Officieel Naam Château de La Berlière
Ligging 7812 Houtaing (Ath)
Bouw 1793
Stijl Neoklassiek
Architect Antoine Payen de Oude (1749-1798)
Huidige bewoners Collège La Berlière
Toewijzing School en internaat
Bescherming Beschermd op 13 januari 1977; site beschermd op 29 augustus 1994

Laatste update : 12/01/2013


Ces écoliers se doutent-ils de leur chance ?
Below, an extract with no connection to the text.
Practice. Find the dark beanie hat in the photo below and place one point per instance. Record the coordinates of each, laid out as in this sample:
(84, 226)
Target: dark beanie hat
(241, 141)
Malgré son état extérieur défraîchi, La Berlière n’a guère en Belgique d’alter ego. La Berlière est une merveille, certes abîmée par une jeunesse inconsciente, mais qui fait vivre cet énorme vaisseau. On regrettera que les ornements de plomb et de zinc – toitures et consoles de la balustrade qui court tout au long du faîte – ne soient pas à la fête. Les sculptures se fendent mais pas de rire. Et les berges des étangs s’affaissent. La Berlière est pourtant classée depuis le 13 janvier 1977 pour tout le bâti, les étonnants et magnifiques communs érigés au milieu du XIXe siècle compris, et, depuis le 29 août 1994, pour le site. Cette demeure exceptionnelle a été conçue par l’architecte tournaisien Antoine Payen, dit le Vieux, auteur de Froyennes et de Hingene.



Drève de bonne odeur

On accède à La Berlière par une grille classique et une magnifique drève de huit cents mètres où, au printemps, de bonnes odeurs se mêlent. Si on vient de Ligne, l’entrée est plus majestueuse encore, la perspective en moins. La Berlière viendrait, comme le signalait Thérèse Cortembos en 1977, du mot berle, une sorte de cresson poussant dans les marécages. Le domaine de 150 ha de bois, de bouquets d’arbres généreux et de pâtures compte trois étangs. Il est divisé en quatre lots dont 25 ha pour le collège.



Sobriété

Le château ceint d’eau sur trois côtés se présente en U. Il est cantonné par quatre tours carrées aux angles, composées d’une seule travée et hautes chacune de trois niveaux (sans compter le soubassement en calcaire des caves percé de jours carrés). Les façades, cimentées alors qu’elles devraient être enduites, ne comptent que deux niveaux. Ces tours offrent l’appoint de verticalité que réclame l’édifice conçu principalement sur des lignes horizontales. Celles-ci sont soulignées par trois bandeaux plus les corniches séparant les niveaux. Les ailes latérales sont en léger retrait, ce qui ménage des terrasses; elles sont ouvertes au rez par quatre hautes baies en plein cintre.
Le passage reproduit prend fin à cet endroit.